Two decades ago, Americans bought 90 percent of their food and consumable products at grocery stores. But as more women entered the workforce and Wal-Mart Stores Inc. moved into the grocery business, conventional supermarkets got squeezed between the need for convenience and the demand for low prices.
“As the whole paradigm shattered, a lot of people are picking off segments of the food marketplace,” said Hertel, whose report forecasts that the market will become even more fractured in the next five years.
As for the pace of sales growth, Willard Bishop tracked 15 different food retail formats, comparing each to the estimated annual compound inflation rate of 2.6 percent. Conventional grocery stores, convenience stores and military outlets will all lag the inflation rate, the report forecast.

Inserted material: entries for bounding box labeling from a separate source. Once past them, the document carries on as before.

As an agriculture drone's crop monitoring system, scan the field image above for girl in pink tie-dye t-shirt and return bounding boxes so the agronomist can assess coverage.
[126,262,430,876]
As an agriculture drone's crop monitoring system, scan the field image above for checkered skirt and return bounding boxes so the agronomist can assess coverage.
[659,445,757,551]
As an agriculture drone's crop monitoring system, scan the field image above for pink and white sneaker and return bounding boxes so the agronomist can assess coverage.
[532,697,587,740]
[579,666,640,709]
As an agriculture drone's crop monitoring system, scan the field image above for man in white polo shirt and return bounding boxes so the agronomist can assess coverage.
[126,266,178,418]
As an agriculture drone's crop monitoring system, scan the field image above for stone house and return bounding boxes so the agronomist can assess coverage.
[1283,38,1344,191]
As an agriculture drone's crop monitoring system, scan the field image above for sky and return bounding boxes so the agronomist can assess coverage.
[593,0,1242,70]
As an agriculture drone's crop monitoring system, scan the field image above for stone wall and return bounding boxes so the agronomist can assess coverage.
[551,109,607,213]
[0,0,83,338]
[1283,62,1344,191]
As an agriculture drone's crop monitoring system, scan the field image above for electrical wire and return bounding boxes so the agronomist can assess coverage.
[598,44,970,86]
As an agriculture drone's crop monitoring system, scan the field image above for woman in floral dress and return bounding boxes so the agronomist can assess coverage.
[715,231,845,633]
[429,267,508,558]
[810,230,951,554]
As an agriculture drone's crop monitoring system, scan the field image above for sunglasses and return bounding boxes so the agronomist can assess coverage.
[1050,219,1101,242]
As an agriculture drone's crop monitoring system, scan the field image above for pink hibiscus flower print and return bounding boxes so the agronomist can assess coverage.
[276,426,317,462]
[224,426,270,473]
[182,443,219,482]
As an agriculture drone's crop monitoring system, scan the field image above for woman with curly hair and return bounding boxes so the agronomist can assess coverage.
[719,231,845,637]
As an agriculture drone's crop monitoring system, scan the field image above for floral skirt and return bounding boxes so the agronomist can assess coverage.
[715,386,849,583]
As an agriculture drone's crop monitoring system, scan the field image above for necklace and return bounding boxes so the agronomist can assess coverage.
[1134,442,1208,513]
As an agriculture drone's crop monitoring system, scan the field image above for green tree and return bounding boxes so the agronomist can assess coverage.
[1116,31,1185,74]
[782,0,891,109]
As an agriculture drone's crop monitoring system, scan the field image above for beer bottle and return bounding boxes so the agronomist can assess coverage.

Sales at the two fastest-growing formats, “fresh format” stores, such as Whole Foods, and “limited assortment” stores, such as Aldi and Trader Joe's, are expected to increase at a compound annual rate of 16 percent.
According to the article, supercenters are projected to gain 13 percent, followed by dollar stores at 10 percent and wholesale clubs at 4.8 percent. Convenience stores with gas stations attached are expected to show a 3.4 percent annual growth rate, while so-called warehouse stores, drugstore chains and mass-market retailers are forecast to increase on par with inflation.